Sunday, September 10, 2006

The U.S. Does Torture

Pres. Bush has unequivocally stated that the United States does not practice torture:

I want to be absolutely clear with our people, and the world: The United States does not torture. It's against our laws, and it's against our values. I have not authorized it -and I will not authorize it.

The Minnesota Monitor disagrees, in a post titled: "You're Wrong, Mr. President, the US Does Torture":

Yesterday the President admitted that the CIA had secret prisons overseas. Yet in nearly the same breath he said, "The US does not torture. I have not authorized it and I will not" -- a refrain that he has repeated before.

Funny thing: There are many other sources with excellent credentials that say just the opposite, including The International Red Cross, Amnesty International, Human Rights Watch,, and The Guardian.

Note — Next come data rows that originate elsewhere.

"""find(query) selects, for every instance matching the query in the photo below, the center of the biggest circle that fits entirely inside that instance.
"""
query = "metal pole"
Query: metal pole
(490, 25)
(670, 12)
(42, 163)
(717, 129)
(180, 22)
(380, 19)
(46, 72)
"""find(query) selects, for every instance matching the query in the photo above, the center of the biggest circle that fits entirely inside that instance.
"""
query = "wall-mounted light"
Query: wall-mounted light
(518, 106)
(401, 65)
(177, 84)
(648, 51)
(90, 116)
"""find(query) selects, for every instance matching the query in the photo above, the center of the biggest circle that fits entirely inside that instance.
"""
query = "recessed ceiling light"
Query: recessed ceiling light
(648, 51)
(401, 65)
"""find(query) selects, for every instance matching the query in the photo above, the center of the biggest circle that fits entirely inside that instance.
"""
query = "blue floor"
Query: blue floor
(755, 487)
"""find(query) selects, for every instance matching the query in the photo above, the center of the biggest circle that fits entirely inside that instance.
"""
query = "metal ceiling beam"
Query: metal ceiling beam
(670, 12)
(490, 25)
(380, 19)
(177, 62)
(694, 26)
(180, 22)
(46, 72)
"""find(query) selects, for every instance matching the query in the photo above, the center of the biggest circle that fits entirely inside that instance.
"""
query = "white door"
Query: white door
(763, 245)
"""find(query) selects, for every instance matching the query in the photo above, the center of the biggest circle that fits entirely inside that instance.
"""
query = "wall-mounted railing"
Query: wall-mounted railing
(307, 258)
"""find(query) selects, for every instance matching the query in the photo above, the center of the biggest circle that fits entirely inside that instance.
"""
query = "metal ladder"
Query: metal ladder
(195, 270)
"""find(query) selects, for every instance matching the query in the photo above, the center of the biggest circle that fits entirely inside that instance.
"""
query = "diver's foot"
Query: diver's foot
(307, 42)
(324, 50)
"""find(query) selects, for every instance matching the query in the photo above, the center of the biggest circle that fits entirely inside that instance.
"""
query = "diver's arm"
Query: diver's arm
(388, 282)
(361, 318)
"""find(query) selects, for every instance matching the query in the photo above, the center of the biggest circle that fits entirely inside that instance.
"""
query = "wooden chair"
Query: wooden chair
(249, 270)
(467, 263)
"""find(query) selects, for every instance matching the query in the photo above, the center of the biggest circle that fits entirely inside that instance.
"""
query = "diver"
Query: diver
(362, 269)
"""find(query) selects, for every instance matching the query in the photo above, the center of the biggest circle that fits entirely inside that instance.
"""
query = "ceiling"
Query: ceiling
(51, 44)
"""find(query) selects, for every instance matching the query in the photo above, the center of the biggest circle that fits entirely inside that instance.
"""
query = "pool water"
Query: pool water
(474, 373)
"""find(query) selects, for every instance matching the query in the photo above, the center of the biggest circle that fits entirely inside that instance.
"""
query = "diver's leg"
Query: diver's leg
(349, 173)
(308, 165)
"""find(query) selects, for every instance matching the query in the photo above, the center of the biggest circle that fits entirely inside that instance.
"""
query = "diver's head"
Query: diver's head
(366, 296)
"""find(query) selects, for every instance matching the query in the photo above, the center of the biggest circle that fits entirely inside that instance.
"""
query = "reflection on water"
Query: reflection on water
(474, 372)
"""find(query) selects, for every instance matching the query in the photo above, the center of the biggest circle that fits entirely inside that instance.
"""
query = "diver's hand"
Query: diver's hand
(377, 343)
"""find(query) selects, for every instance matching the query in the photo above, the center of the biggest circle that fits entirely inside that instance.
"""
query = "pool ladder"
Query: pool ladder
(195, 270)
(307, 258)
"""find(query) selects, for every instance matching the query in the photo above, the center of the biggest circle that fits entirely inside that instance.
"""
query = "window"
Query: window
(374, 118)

One more name to add to the list is Dr. Stephen Miles, a University of Minnesota bioethicist who this year published Oath Betrayed: Torture, Medical Complicity and the War on Terror, which "explores the role of military physicians in aiding and abetting abuse and torture at U.S. detention facilities in Iraq, Afghanistan, and Guantamano" (American Prospect).

The book has been featured in TIME magazine, and Dr. Miles has been interviewed on NPR and MPR, and by The American Prospect. Reviews and mentions have also appeared in the International Herald Tribune, the LA Times, and numerous other publications. In addition, his article entitled "Medical Oaths Betrayed" was published in June in the Washington Post.

If all voices were equal, we could stand Dr. Miles and the President on the same stage and grill them both. One difference: Dr. Miles has done his homework. Mr. Bush has not.